Seit Montag bin ich mit meiner Tochter in Murano, einer Inselgruppe, die zu Venedig gehört. Hier wird das berühmte, bunte Glas gemacht.

Es regnet, ist kalt, meine Sommerkleider liegen unangetastet im Schrank. Draußen Kaffee zu trinken, kommt niemandem in den Sinn, die Lust auf ein Gelato hält sich in engen Grenzen.

Alles kein Problem, denn ich bin zum Recherchieren und Schreiben hierhergekommen.

(Spoiler: Elio—Superheld, Band 2, wird etwas mit Venedig zu tun haben. Aber mehr verrate ich noch nicht.)

Eine vergammelte Glaswerkstatt hinter einem schicken Touristenladen. Ein möglicher Tatort?

Männer, die eine seltsame Ladung aus einem Boot räumen. Verdächtig. Diebesgut?

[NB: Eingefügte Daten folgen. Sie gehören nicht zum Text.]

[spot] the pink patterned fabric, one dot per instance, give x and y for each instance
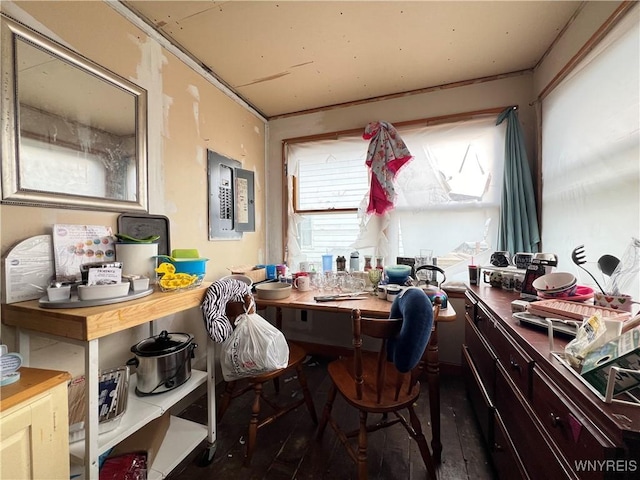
(386, 155)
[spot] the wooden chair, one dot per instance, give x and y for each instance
(236, 388)
(373, 385)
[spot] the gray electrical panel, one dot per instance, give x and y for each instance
(231, 198)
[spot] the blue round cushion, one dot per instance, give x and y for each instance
(415, 309)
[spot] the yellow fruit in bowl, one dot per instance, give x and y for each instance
(166, 267)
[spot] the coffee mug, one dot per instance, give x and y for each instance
(493, 277)
(508, 282)
(302, 283)
(500, 259)
(616, 302)
(522, 260)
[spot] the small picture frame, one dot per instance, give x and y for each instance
(411, 261)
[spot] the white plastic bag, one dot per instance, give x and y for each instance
(590, 336)
(253, 348)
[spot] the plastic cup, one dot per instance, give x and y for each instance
(327, 263)
(473, 274)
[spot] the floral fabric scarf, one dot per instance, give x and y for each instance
(386, 155)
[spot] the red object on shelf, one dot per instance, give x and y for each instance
(130, 466)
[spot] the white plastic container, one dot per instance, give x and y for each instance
(102, 292)
(59, 293)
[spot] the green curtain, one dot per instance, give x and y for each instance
(518, 230)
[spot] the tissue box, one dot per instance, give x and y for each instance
(623, 352)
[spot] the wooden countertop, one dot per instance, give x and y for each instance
(33, 381)
(371, 306)
(535, 341)
(90, 323)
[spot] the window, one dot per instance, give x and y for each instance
(448, 196)
(590, 151)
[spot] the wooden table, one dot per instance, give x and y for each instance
(85, 326)
(377, 308)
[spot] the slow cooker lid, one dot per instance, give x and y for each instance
(162, 344)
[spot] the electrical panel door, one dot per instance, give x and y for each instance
(231, 198)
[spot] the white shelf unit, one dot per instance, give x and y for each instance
(142, 410)
(84, 327)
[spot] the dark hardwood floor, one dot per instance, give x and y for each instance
(288, 449)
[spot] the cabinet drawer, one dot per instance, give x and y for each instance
(516, 362)
(574, 434)
(505, 458)
(483, 358)
(539, 455)
(480, 402)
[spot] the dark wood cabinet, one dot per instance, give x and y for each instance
(539, 419)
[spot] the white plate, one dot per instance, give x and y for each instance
(568, 328)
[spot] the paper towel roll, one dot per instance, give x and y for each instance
(138, 259)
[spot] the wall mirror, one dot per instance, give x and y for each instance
(73, 133)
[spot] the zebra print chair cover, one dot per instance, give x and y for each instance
(214, 306)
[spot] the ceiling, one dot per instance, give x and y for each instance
(293, 56)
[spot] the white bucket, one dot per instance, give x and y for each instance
(138, 259)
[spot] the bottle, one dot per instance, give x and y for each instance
(354, 262)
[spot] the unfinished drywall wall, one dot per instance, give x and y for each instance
(187, 114)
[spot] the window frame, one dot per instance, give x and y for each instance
(356, 132)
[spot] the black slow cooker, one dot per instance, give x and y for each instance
(162, 362)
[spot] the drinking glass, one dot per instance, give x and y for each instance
(375, 276)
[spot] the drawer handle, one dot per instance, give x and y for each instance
(515, 365)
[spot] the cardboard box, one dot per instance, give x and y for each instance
(148, 439)
(623, 352)
(255, 274)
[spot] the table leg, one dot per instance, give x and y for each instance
(433, 380)
(208, 454)
(91, 391)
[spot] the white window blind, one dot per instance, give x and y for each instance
(447, 203)
(591, 155)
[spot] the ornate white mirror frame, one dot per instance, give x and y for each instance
(74, 134)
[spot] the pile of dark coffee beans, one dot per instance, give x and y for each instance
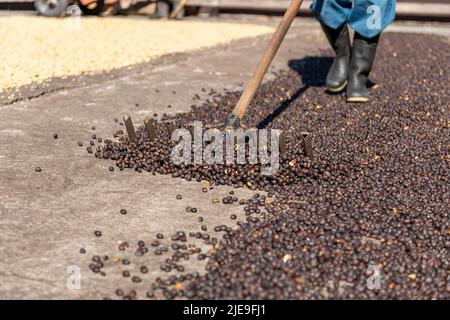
(367, 217)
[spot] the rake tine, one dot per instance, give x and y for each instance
(307, 144)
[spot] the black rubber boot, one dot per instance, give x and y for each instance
(339, 40)
(363, 54)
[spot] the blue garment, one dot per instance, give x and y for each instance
(367, 17)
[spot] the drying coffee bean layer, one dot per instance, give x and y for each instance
(373, 201)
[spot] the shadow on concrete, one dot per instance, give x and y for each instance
(313, 72)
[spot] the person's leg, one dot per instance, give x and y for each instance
(363, 55)
(368, 18)
(333, 15)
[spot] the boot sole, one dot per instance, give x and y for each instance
(357, 99)
(338, 89)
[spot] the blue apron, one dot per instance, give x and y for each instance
(367, 17)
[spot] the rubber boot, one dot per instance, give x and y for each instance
(339, 40)
(363, 55)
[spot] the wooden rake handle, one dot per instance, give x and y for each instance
(266, 59)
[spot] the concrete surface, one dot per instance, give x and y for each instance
(46, 217)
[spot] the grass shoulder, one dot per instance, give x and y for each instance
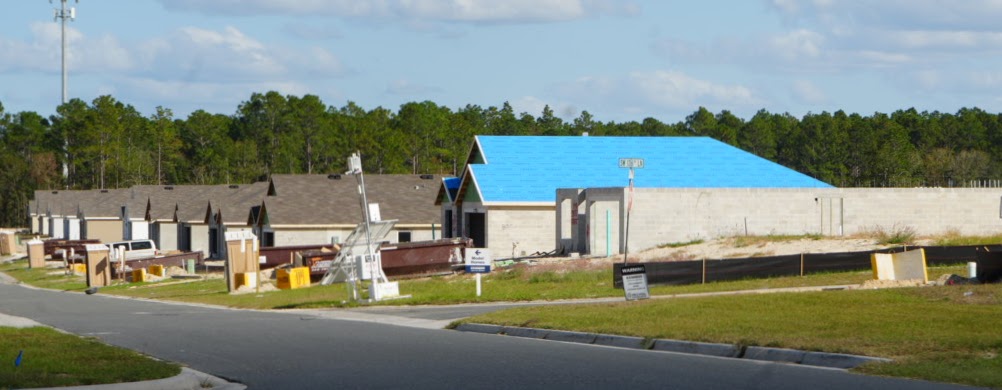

Die Ideen fallen mir zu. Szenen entfalten sich in meinem Kopf.

Die kleinen Details an einem fremden Ort fallen mir auf: Die Einheimischen karren alle irgendetwas rum, einen Einkaufswagen, einen Rollwagen oder einen Rollator. Die schleppen so wenig wie möglich. Autos haben sie hier schließlich nicht.

Ich mache Notizen, spaziere, kehre zurück in unsere Wohnung. Ich hole meinen Laptop heraus und schreibe.

Ach, und jetzt kommt ja die Sonne hervor.